My uncle David loves genealogy. The guy gives the gift of a family tree to people as a wedding gift. He loves looking up people's history, but not knowing where his mother came from always made him wonder. He finally got his answer this year.
Mainly in part to the Internet and a lot of research, he found out that my grandmother had five siblings she never knew existed. Two of them are still alive, and they don't live too far away from where I live. Since a lot of the family was in town last weekend for a cousin's wedding, a group of us went down there and met as many as we could.

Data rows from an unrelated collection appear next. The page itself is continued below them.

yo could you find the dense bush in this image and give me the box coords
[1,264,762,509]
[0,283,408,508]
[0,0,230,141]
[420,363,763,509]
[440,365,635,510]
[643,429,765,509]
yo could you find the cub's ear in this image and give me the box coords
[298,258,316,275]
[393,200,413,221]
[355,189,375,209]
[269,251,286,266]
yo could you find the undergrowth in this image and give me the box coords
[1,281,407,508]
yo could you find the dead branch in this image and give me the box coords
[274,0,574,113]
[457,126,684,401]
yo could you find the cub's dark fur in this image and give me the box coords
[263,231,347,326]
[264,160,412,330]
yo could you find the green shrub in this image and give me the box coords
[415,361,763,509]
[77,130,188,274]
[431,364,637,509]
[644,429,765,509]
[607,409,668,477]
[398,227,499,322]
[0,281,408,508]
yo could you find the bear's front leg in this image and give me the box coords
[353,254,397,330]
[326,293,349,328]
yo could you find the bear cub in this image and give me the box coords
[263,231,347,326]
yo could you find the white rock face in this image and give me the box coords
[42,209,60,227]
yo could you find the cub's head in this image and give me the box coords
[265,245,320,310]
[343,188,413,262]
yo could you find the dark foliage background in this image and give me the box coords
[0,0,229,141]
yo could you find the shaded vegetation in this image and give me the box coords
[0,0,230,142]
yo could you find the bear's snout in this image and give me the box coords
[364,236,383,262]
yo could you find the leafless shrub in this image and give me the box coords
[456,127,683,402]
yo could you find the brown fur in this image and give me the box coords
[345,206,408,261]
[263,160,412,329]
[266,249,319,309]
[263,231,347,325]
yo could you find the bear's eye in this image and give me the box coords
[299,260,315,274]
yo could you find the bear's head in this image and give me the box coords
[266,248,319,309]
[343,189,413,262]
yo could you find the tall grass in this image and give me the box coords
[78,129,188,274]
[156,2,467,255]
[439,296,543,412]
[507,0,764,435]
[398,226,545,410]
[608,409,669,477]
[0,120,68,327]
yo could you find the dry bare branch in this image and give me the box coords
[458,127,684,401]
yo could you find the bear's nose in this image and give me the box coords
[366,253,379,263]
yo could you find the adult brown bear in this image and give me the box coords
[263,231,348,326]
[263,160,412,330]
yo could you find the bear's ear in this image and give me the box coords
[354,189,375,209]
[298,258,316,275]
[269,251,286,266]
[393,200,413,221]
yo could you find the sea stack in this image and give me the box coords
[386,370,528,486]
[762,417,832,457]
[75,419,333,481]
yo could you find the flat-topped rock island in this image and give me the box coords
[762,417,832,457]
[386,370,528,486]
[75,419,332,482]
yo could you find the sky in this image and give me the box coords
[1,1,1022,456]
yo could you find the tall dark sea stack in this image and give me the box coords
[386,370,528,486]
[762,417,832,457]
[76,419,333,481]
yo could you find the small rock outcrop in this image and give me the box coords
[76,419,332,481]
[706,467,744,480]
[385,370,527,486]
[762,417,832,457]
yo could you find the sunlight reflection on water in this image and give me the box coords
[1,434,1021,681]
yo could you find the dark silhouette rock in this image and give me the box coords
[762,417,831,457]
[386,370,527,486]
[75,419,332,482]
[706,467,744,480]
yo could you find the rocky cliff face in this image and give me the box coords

With plenty of barbeque and desserts (including a delicious banana pudding), there was no shortage of people to talk with and share pictures. I freely admit that the experience was overwhelming due to the amount of people involved. I knew there would be a ton of names and faces to remember, something I'm terrible about, even with people I see out and about in the music scene. But I figured I should share my interests and personality and hope I'd meet a few who shared them.
Not only did I meet a few who knew me from my traffic reporting life, I found out that there is nearly 30,000 vinyl LPs behind the house where we all met up. Taking over an old record store from a family friend, some of my relatives have cataloged a bunch of these records and sell them online. Since I have a library of music in my house, I was more than happy to see a library that greatly dwarfed mine. I've been asked to come back and help catalog the records, and I'm up for it.
Coming away from the experience, I'm quite happy I went. I hope I can go back soon. You can learn so much about your family from older generations. We aren't the products of strangers, and whatever older generations have overcome before, those solutions certainly can help the younger generations.